Pope Francis is due to visit Malta a week after the next general election. He didn’t mean it that way and, word is, he was told it would not be that way. It’s going to be awkward. This country does not wake up indifferent to an election result. So fair and foul a week as the week that immediately follows a general election, our calendar does not see.

Before the date for the papal visit was set, Robert Abela’s government assured the Vatican that either a general election would have long passed by the time of the visit or campaigning would not yet have started for an election set for later in the year.

After the date was locked in and announced, it appears, Robert Abela changed his mind. Perhaps the pressure of the revelations about his own personal financial affairs forced the prime minister’s hand. But the hand that’s being forced now is the papacy’s.
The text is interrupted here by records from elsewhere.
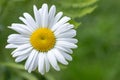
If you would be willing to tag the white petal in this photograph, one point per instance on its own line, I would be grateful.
(66, 44)
(69, 34)
(17, 40)
(60, 57)
(30, 20)
(19, 29)
(41, 63)
(72, 40)
(26, 23)
(37, 16)
(47, 64)
(19, 53)
(60, 22)
(21, 48)
(11, 46)
(21, 58)
(52, 60)
(51, 16)
(64, 49)
(44, 15)
(22, 26)
(57, 17)
(67, 56)
(63, 28)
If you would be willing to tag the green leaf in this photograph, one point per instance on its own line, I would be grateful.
(13, 65)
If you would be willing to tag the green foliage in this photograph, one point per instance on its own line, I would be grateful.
(98, 53)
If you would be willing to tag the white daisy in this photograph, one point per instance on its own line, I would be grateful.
(44, 41)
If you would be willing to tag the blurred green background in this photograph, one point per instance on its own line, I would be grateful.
(98, 54)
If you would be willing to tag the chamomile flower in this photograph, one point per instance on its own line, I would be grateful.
(43, 41)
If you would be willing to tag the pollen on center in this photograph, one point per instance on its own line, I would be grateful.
(42, 39)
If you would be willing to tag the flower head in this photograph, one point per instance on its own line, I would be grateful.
(43, 41)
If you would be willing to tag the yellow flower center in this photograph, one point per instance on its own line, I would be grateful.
(42, 39)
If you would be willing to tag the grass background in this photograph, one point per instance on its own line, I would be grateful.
(98, 54)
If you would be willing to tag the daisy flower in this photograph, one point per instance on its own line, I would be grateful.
(43, 41)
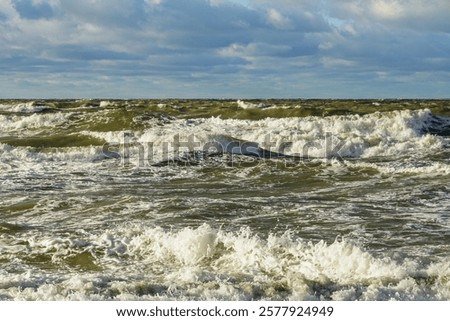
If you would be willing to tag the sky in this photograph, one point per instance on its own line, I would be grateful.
(224, 49)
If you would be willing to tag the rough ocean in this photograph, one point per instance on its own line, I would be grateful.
(225, 200)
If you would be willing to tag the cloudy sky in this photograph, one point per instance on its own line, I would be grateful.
(224, 48)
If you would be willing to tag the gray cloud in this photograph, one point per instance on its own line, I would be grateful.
(220, 48)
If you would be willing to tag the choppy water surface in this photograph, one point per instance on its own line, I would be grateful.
(225, 200)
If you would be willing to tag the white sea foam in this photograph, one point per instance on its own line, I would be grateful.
(206, 263)
(246, 105)
(399, 133)
(29, 107)
(21, 124)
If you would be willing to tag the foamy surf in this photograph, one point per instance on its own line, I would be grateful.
(305, 201)
(205, 263)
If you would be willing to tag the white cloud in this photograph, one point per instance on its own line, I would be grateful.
(214, 44)
(278, 20)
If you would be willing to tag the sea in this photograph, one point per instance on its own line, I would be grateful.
(215, 199)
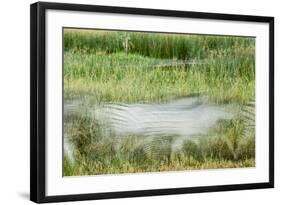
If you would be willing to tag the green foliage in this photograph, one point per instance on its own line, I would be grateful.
(123, 67)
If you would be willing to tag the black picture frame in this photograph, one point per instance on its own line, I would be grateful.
(38, 101)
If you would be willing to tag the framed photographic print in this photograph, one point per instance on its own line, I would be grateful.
(129, 102)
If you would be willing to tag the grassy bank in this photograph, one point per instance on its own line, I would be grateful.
(128, 67)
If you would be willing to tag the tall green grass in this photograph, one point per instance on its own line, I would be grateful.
(111, 66)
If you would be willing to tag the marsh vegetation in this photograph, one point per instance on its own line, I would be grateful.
(134, 99)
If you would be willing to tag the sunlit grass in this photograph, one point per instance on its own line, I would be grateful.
(101, 67)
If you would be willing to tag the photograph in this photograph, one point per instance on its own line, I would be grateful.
(143, 101)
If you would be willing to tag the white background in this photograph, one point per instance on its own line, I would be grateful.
(14, 102)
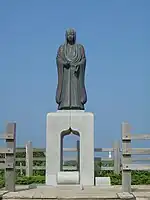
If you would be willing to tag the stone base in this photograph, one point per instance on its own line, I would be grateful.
(59, 124)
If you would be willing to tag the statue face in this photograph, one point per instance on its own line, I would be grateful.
(70, 35)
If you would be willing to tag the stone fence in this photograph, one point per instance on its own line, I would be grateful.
(121, 160)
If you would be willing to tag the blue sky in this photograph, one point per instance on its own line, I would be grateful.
(116, 37)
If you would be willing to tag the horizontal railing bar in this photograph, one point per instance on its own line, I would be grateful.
(138, 167)
(140, 137)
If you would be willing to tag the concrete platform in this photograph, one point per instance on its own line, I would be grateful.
(141, 192)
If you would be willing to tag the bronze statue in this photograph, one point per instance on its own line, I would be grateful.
(71, 63)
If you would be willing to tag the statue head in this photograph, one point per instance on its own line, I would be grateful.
(71, 36)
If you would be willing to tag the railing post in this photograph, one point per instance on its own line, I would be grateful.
(116, 157)
(126, 157)
(78, 155)
(10, 172)
(29, 159)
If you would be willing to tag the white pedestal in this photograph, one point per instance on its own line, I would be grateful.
(58, 125)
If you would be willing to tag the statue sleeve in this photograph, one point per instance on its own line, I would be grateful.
(60, 64)
(83, 60)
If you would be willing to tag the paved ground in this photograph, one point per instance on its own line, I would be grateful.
(76, 192)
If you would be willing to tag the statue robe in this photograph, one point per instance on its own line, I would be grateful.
(71, 93)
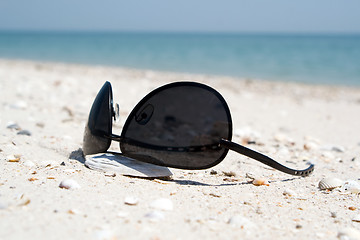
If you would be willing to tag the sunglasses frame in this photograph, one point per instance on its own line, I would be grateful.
(227, 144)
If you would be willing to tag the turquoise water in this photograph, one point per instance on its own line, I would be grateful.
(318, 59)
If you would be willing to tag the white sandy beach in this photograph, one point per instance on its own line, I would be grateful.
(295, 124)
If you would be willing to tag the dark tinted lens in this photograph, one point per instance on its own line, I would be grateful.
(99, 123)
(178, 125)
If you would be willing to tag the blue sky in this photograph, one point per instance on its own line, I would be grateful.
(324, 16)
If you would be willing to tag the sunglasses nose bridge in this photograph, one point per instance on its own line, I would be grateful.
(115, 112)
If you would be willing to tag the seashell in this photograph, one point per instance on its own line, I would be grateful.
(122, 214)
(13, 125)
(356, 218)
(330, 183)
(29, 164)
(69, 184)
(162, 204)
(260, 181)
(350, 186)
(289, 192)
(310, 146)
(131, 201)
(13, 158)
(24, 132)
(240, 221)
(349, 234)
(155, 216)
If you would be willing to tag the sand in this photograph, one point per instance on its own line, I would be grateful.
(295, 124)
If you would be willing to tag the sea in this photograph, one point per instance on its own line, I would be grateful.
(330, 59)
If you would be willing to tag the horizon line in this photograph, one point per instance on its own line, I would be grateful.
(194, 32)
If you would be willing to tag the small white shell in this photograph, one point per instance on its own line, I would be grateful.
(289, 192)
(330, 183)
(29, 164)
(69, 184)
(351, 186)
(155, 216)
(240, 221)
(131, 201)
(260, 181)
(162, 204)
(356, 218)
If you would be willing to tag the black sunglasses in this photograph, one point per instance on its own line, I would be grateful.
(184, 125)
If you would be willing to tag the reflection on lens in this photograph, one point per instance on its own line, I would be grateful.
(182, 128)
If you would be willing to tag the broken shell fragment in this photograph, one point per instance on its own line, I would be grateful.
(350, 186)
(289, 192)
(162, 204)
(131, 201)
(29, 164)
(13, 158)
(261, 181)
(330, 183)
(69, 184)
(155, 216)
(356, 218)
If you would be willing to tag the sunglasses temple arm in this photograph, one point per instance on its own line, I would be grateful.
(265, 159)
(113, 137)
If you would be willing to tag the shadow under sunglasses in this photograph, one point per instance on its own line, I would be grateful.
(184, 125)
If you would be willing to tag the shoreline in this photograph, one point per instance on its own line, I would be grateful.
(296, 124)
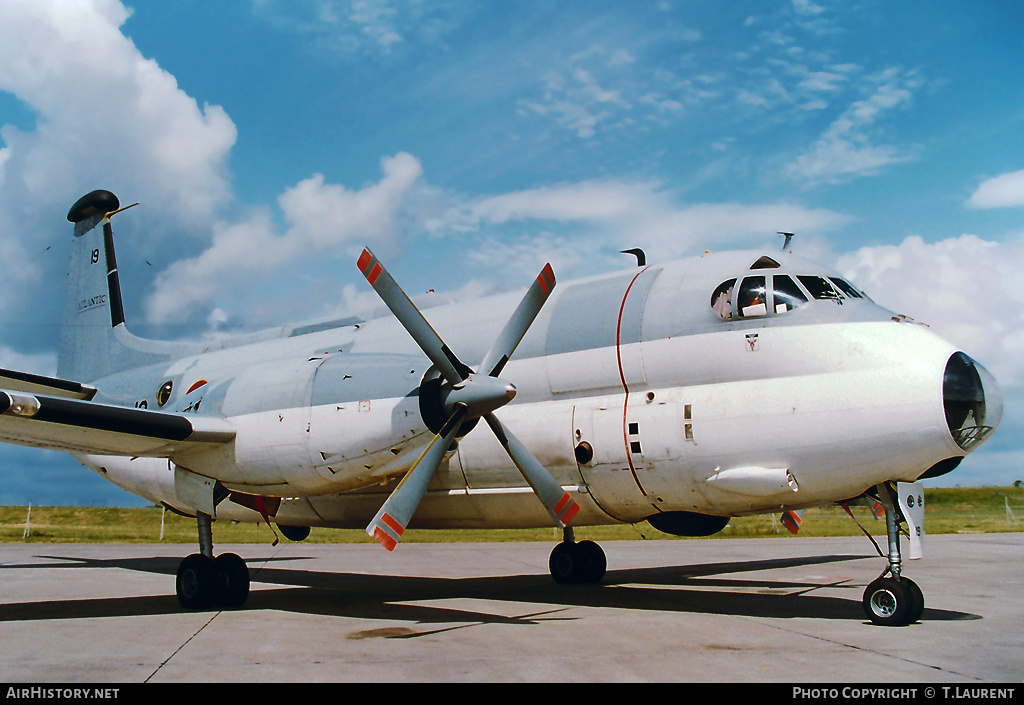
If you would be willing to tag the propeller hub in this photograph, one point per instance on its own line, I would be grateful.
(480, 395)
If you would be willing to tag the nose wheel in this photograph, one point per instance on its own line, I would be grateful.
(204, 581)
(892, 599)
(573, 564)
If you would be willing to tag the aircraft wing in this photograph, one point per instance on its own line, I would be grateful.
(79, 425)
(51, 386)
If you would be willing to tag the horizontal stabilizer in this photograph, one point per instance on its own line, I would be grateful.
(81, 426)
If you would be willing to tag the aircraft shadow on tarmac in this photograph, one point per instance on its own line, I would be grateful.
(704, 588)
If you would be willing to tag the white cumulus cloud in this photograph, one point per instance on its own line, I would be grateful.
(1000, 192)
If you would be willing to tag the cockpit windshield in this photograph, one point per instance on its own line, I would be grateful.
(776, 293)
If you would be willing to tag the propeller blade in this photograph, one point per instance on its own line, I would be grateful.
(411, 318)
(561, 505)
(522, 319)
(390, 522)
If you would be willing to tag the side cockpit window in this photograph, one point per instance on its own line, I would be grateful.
(846, 287)
(773, 294)
(753, 297)
(787, 294)
(721, 300)
(820, 288)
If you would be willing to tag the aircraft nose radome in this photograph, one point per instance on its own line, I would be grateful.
(972, 401)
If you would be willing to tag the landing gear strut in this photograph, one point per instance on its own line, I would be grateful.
(572, 563)
(892, 599)
(204, 581)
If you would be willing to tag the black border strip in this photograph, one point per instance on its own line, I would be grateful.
(51, 382)
(152, 424)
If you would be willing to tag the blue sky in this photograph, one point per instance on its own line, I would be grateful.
(469, 142)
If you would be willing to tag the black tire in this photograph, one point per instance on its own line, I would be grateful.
(563, 564)
(916, 599)
(593, 562)
(196, 582)
(888, 603)
(294, 533)
(232, 580)
(572, 564)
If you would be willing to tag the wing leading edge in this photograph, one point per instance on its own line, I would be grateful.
(78, 425)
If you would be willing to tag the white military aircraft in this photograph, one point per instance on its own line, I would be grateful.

The last thing the Vatican would want is to be seen to endorse a political party in a new government. The issue is not that we fully expect that party to be Labour. I think the Vatican would be just as unhappy to be seen to endorse the PN after a fresh electoral victory to the annoyance of Labour’s supporters.

Earlier in this series I commented how utterly lacking in decorum and proper behaviour Labour leaders have shown themselves to be announcing an election date to a party crowd before formally informing the President.

It should surprise no one that they won’t mind causing a diplomatic scrape with the Vatican and putting the pope in the awkward position of having to decide if it would be worse for his visit to be postponed or to keep it as is. Remember of course that postponing the visit now could also be perceived as a gesture, perhaps of displeasure with the party in government for the scheduling mess they caused, that the pope would also want to avoid.

Crass, rude, self-centred, are ways you can choose to describe Robert Abela. Truly an infant.